Анри наблюдал за шумящей толпой, чувствуя, что к горлу подкатывает тошнота. Насколько бы ужасным ни было его преступление, как могут люди так карать себе подобных? А что, если этот человек невиновен? Анри старался не думать о том, что его друг тоже может подвергнуться столь жутким насмешкам и бесславной смерти.

Когда толпа немного поредела, они с месье Лавалем смогли протиснуться к тюремным воротам. Они еще не подошли к лестнице, а юноша уже различил крики узников. Ему казалось, они вот-вот должны войти в ворота ада, только эта преисподняя находилась на земле в двух милях от его дома и всего в нескольких сотнях ярдов от самого красивого здания, что он когда-либо видел. Месье Лаваль сказал ему:

– Это собор Святого Павла. Мы сможем потом там помолиться.

Отдав шесть пенсов за вход, они пошли вслед за толстым краснолицым тюремщиком по коридору к камерам. Вонь и шум были невыносимы. Месье Лаваль протянул Анри платок.

– Зажми нос, парень, – сказал он. – Здесь можно легко подцепить какую-нибудь заразу.

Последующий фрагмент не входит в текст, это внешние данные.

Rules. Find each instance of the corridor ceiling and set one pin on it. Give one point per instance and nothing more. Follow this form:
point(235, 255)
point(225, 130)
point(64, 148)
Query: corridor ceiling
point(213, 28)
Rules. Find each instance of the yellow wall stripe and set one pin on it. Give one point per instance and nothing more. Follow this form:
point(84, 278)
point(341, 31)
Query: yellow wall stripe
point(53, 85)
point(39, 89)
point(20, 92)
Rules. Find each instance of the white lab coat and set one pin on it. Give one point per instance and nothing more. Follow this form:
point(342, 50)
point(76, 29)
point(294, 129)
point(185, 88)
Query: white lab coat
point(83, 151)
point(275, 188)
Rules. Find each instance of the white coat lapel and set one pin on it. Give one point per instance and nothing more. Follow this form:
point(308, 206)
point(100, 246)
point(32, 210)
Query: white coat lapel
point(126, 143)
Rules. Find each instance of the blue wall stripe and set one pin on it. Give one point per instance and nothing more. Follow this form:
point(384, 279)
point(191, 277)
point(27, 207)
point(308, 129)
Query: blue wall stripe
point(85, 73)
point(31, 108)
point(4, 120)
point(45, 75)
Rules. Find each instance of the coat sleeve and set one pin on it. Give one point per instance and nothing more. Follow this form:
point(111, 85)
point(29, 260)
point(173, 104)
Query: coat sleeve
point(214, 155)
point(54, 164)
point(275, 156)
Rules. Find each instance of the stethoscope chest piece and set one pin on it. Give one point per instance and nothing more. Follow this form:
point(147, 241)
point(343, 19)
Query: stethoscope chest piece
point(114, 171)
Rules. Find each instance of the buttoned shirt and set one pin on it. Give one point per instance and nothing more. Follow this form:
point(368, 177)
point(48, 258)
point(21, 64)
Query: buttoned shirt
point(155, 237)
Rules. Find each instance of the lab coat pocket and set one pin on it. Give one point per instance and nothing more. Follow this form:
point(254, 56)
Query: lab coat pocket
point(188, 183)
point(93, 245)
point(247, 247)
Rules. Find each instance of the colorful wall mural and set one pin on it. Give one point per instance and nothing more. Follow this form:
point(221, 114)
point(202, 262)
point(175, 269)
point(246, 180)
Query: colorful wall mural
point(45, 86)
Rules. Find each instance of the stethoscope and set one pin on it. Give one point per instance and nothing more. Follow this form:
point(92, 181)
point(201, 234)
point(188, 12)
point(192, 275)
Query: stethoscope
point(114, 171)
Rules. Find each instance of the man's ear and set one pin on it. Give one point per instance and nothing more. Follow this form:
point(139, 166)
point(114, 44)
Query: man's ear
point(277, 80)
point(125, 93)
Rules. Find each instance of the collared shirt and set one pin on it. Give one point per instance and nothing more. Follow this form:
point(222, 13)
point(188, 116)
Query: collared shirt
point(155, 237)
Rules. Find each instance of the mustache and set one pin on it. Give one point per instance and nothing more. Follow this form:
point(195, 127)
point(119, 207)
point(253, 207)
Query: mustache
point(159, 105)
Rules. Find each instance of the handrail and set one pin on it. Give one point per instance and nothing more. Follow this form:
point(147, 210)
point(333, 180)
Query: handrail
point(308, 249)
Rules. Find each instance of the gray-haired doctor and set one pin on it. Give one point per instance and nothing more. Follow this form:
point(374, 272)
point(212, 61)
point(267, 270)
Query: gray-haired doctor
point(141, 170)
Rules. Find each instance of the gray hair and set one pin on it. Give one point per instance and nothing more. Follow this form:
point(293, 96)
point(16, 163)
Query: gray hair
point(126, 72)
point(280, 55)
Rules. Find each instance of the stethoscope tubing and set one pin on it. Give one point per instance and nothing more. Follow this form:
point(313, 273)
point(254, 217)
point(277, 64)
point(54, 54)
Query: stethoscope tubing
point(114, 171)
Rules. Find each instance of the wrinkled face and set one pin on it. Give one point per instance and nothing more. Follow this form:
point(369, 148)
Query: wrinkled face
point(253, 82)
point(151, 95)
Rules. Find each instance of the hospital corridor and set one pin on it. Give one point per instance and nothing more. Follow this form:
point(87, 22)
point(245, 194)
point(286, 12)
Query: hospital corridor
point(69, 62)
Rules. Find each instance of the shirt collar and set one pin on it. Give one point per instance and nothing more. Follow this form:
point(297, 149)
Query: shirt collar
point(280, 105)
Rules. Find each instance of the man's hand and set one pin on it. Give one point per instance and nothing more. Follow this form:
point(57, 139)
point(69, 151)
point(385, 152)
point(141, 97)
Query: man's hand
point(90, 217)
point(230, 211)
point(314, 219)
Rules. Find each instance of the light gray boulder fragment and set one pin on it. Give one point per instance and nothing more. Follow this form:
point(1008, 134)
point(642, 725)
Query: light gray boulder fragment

Тюремщик отпер тяжелую металлическую дверь и провел их в камеру. Это было большое каменное помещение. Свет в него проникал через два маленьких зарешеченных окошка высоко под потолком. Поначалу глаз ничего не различал в полумраке, но по мере того как их зрение начало привыкать к плохому освещению, они поняли, что в камере находится несколько десятков человек, прикованных цепями к стенам. Большинство узников были полностью обнажены, тела покрывала лишь их собственная грязь. Все выглядели одинаково отчаявшимися и голодными. Они гремели цепями и просили дать им еды, воды, табака и джина. Пройдя немного вперед, старик и юноша обнаружили Ги, лежавшего на грязном полу.

Анри потряс его за плечо.

– Это я и месье Лаваль. Мы пришли помочь тебе.

Повернув голову, Ги посмотрел на друга.

– Оставьте меня, – простонал он. – Тут уже ничего не поделаешь.

– Мы принесли еду.

Вид свертка, который месье Лаваль достал из-за пазухи, заставил всех узников податься вперед. Они начали громко кричать и греметь цепями. Ги схватил сверток, разорвал его и начал быстро запихивать хлеб с сыром в рот. Когда он проглотил последний кусок и убедился, что крошек тоже не осталось, то выхватил из руки Анри бутылку с портером, зубами сорвал крышку и выпил содержимое в четыре глотка, тяжело дыша после каждого из них. Ги закончил трапезу, громко рыгнув, чем вызвал одобрительный гул сокамерников.

– Где твоя одежда? – спросил месье Лаваль.

– Если ты не можешь заплатить, когда попадаешь сюда, они забирают твое шмотье в счет оплаты, – ответил Ги, повалившись на пол. – Они стервятники. Коль не в состоянии платить, не получишь ни еды, ни воды, ничего. Но кому какое дело? Я все равно умру, здесь или на виселице.

– Мы принесли деньги, чтобы тебя выпустили под залог. Ты сможешь выйти отсюда завтра.

Ги покачал головой.

– Моя мать уже предлагала деньги. Они не взяли.

– Мы хотя бы попробуем. В чем тебя обвиняют?

– В организации беспорядков, краже, нанесении ущерба собственности, соучастии в убийстве. На меня повесили все грехи, которые только есть на свете.

– Разве среди твоих дружков нет никого, кто мог бы дать показания в твою пользу?

– У нас каждый сам за себя. Да и кому нужен нищий француз?

На лице Ги отразилось такое страдание, что Анри понял: ему никогда не удастся забыть это.

– Спасибо за то, что пришли и принесли еду, друзья, – наконец сказал Ги. – Простите, что наговорил вам ерунды. Я был дураком и, как глупец, заслуживаю смерти. Позаботьтесь ради меня о моей матери.

Сказав это, он опустился на пол и свернулся калачиком, прижавшись лбом к коленям и прикрыв лицо рукой. Месье Лаваль двинулся к двери, но Анри не смог сойти с места.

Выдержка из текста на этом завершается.